Es ist leicht, das sektiererisch zu nennen. Wenn ihr euch nicht mit der PDS verbünden könnt, fragen Einige, wer bleibt dann noch als Partner? Aber die Haltung hat subjektive und objektive Gründe; professionelle Politiker müssen sie in Rechnung stellen. Die Gründung der WASG war eine Folge der Hartz IV-Gesetze. Viele Delegierte sind privat betroffen. Alle sind es politisch. Von Anfang an hat sich die neue Partei - nicht nur in Berlin, sondern bundesweit - von der PDS-Strategie des "Mitgestaltens" in Landesregierungen distanziert. Dann kam die Erkenntnis Oskar Lafontaines, es sei nicht gut, wenn "zwei linke Parteien" im Bundestagswahlkampf gegeneinander kämpften. Die WASG ließ sich überzeugen. Aber wie soll es nun weitergehen? Soll ein Kompromiss zwischen Hartz IV-Gestaltung und Regierungs-Nichtbeteiligung gefunden werden? Den gibt es nicht. Einen Ausweg aus dem Dilemma müssen diejenigen vorschlagen, die die WASG auf die offenen PDS-Listen geleitet haben.

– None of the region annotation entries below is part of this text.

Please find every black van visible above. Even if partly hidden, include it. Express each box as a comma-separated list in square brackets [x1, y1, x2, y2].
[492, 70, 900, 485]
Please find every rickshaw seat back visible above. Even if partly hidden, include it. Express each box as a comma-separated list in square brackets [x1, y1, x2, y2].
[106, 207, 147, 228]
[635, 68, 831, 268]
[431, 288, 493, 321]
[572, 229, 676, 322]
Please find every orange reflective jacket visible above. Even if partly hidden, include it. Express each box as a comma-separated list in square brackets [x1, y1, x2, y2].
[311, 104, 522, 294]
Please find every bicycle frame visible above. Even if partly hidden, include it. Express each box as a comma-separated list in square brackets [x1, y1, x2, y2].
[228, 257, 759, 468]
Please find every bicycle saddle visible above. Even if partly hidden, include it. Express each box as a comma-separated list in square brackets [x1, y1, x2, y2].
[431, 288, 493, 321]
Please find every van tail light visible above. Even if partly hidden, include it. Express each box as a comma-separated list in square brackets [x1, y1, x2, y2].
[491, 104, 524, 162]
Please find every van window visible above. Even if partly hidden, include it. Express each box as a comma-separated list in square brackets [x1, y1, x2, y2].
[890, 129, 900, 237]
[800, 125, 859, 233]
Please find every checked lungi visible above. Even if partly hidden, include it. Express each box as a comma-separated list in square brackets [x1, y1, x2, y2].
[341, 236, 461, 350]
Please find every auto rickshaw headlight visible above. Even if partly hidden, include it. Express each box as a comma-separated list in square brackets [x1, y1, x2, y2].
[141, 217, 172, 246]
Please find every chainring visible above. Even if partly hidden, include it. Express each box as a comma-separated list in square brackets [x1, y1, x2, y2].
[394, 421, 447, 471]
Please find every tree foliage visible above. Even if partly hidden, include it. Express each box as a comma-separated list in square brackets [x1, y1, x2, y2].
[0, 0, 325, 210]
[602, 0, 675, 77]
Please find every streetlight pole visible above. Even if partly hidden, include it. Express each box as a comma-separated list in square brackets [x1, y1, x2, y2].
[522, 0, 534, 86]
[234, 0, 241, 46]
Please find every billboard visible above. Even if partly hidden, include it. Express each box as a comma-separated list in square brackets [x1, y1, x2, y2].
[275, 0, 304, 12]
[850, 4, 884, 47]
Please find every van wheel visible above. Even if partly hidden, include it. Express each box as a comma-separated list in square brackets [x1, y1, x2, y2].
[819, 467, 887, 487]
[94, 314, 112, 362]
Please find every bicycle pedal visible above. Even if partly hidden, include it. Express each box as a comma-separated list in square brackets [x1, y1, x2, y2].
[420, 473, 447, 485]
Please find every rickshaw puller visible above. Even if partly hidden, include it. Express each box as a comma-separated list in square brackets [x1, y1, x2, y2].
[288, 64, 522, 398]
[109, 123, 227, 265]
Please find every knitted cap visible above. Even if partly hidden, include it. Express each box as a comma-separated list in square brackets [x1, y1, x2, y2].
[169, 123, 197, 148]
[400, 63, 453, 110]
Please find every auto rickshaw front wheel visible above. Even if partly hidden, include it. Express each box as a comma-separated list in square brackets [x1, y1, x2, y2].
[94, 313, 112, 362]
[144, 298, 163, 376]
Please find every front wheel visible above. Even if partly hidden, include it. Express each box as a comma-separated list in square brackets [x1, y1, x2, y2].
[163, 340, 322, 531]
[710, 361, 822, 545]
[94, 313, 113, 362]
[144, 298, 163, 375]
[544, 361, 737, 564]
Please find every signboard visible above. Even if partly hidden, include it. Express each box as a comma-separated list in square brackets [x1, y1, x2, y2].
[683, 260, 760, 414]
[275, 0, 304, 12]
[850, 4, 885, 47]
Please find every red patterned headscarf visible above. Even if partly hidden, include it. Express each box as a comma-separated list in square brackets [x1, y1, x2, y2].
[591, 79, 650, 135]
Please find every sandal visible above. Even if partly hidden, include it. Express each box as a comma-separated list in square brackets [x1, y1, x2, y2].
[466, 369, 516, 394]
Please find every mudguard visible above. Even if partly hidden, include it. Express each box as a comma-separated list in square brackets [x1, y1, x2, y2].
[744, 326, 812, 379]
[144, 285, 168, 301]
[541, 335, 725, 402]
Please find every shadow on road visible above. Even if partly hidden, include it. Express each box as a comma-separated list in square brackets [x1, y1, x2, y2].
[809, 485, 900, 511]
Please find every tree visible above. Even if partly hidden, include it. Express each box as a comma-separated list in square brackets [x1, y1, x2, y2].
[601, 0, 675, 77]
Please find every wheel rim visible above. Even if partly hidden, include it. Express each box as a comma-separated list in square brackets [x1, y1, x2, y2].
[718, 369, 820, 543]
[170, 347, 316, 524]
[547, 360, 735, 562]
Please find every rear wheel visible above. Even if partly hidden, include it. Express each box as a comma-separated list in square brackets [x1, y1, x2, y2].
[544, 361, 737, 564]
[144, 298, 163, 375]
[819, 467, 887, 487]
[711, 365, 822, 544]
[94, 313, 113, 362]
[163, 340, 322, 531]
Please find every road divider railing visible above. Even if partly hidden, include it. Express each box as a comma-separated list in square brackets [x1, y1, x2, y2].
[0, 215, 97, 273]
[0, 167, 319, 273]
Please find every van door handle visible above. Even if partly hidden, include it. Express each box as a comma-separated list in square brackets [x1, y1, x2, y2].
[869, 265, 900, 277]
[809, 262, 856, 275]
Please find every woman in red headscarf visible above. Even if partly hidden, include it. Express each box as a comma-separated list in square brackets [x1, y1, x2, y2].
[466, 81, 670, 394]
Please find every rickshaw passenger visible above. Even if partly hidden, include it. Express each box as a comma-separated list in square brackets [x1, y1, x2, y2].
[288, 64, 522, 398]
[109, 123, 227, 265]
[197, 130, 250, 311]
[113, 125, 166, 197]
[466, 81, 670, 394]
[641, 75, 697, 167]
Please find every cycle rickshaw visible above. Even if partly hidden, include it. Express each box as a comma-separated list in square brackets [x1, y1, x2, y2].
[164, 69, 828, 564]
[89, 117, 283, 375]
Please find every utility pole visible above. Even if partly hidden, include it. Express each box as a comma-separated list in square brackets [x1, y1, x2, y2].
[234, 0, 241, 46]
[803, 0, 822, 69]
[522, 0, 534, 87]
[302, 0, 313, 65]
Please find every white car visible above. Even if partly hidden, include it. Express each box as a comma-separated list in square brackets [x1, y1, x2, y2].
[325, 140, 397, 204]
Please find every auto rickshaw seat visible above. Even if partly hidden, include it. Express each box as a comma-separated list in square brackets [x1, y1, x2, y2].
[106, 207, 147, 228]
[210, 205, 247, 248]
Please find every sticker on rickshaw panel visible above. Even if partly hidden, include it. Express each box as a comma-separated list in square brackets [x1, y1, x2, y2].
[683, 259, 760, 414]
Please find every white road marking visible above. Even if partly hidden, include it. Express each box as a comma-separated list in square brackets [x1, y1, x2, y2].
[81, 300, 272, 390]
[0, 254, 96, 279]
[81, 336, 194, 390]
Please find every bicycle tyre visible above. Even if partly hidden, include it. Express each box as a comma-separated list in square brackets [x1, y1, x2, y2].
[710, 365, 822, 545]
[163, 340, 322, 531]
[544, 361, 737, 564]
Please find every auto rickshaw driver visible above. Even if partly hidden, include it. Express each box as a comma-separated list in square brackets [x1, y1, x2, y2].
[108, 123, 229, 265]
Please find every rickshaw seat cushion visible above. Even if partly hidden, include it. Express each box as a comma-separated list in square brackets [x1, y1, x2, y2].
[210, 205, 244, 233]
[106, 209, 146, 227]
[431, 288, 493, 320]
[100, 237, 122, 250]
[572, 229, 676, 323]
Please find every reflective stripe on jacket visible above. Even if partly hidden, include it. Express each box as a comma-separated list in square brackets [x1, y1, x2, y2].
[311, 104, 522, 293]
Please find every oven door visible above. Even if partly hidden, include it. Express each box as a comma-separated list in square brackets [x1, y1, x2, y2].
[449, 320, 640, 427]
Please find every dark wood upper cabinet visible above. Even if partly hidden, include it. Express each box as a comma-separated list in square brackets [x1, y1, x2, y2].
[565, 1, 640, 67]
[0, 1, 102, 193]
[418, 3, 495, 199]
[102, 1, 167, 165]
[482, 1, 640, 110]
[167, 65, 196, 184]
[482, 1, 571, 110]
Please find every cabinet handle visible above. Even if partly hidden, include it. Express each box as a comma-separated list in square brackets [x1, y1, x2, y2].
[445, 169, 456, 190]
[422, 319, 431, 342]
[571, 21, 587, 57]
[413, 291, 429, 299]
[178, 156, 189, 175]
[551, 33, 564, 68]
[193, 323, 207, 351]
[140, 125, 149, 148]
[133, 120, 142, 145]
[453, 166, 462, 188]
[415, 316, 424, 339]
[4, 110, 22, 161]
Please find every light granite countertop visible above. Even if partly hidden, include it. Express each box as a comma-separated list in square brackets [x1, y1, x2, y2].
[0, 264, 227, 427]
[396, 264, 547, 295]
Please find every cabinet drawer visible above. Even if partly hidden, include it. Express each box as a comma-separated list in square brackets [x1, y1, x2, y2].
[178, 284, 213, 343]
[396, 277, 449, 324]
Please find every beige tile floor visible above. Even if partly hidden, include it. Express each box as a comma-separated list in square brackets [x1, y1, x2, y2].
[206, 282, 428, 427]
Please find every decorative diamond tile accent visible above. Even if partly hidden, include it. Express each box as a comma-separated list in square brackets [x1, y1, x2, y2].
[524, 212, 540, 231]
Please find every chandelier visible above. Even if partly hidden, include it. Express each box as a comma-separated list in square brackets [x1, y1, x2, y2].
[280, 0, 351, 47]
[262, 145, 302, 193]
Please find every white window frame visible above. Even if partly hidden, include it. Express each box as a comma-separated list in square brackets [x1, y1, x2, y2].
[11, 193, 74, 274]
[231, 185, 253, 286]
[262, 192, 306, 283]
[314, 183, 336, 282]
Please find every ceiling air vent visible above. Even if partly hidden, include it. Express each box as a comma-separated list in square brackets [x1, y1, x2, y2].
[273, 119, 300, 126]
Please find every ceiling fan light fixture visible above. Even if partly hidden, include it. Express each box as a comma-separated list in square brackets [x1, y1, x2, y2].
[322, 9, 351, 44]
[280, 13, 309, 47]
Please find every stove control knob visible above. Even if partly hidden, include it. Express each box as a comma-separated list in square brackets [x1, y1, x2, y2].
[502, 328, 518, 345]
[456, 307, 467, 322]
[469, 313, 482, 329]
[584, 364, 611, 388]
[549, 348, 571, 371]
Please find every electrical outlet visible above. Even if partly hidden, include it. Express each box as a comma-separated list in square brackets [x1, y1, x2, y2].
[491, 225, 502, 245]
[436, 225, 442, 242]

Warum schiebt Lafontaine jetzt erst nach, dass er die Strategie der Regierungsbeteiligung ganz richtig findet? Denn erstens, sagt er, könne die PDS die Härte von Hartz IV bei der Umsetzung lindern. Zweitens müssten PDS und FDP auch deshalb in Landesregierungen sein, weil die großen Parteien sonst hemmungslos das Mehrheitswahlrecht einführen. Das letzte Argument haben nicht einmal die Grünen vorgebracht, das erste sehr wohl: Mit ihm bewaffnet, können PDS-Senatoren eigentlich nie etwas falsch machen. Lafontaine hat die PDS genötigt, sich fortan "Linkspartei" zu nennen. Es war die WASG gewesen, denen die Medien diesen Namen gegeben hatten. Jetzt steht sie ohne ihn da. Die Namensänderung ist eins von beidem: entweder ein Manöver, die WASG zur Anpassung an die PDS-Politik zu zwingen, oder der Vorschein der neuen vereinigten Partei. Letzteres sollten die Wähler glauben und haben es getan. Sie sind nur dann nicht getäuscht worden, wenn die WASG sich nicht anpassen muss, sondern ein echter Kompromiss zustande kommt. Wir sind wieder bei der Ausgangsfrage: Worin soll der Kompromiss denn bestehen? Zumal Lafontaine gar keinen will - er aber ist die Ursache des Dilemmas.

So sind die Bedingungen, hier ist Rhodus, nun springe. Die Sprungversuche des Bundesvorstands der WASG, man kann es in der Berliner Versammlung sehen, sind lächerlich. Auch der Vorsitzende Klaus Ernst, der die Debatte eröffnet und schließt, ist gegen die Berliner Regierungsbeteiligung. Er würde auf Streikmeetings der Charité auftreten, sagt er und schlägt vor, mit der Basis der PDS zusammen gegen den rot-roten Senat zu demonstrieren. Ja, aber gleichzeitig soll der Vereinigungsprozess "ergebnisoffen" bleiben - deshalb darf die WASG Berlin den Beschluss, der sich anbahnt, dass sie nämlich gegen die PDS antreten will, nicht vor den Landtagswahlen in Sachsen-Anhalt, Rheinland-Pfalz und Baden-Württemberg fällen ...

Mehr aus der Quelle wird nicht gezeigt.